Segundo ele, a instalação não só permitirá completar o objetivo boliviano de industrializar o gás, mas também contribuirá para a geração de empregos e o “enriquecimento da Bolívia”.
O embaixador explicou que o projeto demandará um investimento de entre US$ 1,5 e 2 bilhões, embora tenha considerado que uma iniciativa “dessa grandeza tem que ser muito bem estudada”.

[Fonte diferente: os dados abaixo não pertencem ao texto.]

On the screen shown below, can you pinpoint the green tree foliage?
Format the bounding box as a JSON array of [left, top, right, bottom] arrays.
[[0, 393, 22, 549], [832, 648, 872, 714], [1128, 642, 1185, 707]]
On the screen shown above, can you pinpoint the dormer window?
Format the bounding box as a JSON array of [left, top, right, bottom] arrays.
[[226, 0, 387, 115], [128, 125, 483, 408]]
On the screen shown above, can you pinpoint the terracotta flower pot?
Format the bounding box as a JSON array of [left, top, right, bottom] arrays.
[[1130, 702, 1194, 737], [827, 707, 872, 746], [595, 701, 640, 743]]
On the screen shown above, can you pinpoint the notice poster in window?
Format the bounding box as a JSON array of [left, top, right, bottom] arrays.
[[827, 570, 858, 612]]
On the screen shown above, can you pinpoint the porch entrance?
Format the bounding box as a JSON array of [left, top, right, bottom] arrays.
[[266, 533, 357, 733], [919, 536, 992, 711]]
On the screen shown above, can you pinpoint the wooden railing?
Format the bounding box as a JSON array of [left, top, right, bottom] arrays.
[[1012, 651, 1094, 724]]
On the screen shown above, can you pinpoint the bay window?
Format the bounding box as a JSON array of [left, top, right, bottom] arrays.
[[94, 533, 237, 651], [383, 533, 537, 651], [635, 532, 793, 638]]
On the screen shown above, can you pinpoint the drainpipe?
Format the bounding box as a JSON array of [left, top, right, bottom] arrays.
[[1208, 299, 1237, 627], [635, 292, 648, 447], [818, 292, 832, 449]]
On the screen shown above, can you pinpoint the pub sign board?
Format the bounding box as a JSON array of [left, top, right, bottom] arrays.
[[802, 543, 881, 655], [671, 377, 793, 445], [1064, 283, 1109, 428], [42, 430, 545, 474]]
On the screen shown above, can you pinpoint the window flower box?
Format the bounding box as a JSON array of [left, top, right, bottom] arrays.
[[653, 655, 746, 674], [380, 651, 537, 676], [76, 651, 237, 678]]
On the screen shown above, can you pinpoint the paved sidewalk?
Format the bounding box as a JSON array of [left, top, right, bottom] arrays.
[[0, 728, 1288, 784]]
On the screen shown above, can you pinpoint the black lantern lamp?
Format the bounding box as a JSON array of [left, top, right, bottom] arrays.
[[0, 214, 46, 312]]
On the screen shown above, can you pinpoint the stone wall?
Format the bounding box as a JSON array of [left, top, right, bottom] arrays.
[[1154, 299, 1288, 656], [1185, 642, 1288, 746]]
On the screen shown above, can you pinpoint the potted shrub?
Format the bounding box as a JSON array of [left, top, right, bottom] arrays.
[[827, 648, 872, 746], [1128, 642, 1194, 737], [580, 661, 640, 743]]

Por isso, o Brasil esperará que esteja pronta a nova lei de hidrocarbonetos elaborada pelo Governo Morales para conhecer as novas bases para investir no país.
O embaixador reiterou que a Petrobras está interessada em ampliar o contrato de fornecimento de gás boliviano ao mercado brasileiro após sua finalização, em 2019.
Ele admitiu ainda que a demanda brasileira atualmente oscila entre 16 e 18 milhões de metros cúbicos diários de gás boliviano, abaixo do montante mínimo de 24 milhões estabelecido no contrato atual.
No entanto, o diplomata lembrou que o Brasil paga à Bolívia pelos 24 milhões de metros cúbicos diários mesmo quando seu consumo de gás é menor.
As estatais petrolíferas de Bolívia e Brasil acordaram em dezembro passado manter os termos e o conteúdo do contrato de provisão de gás natural boliviano.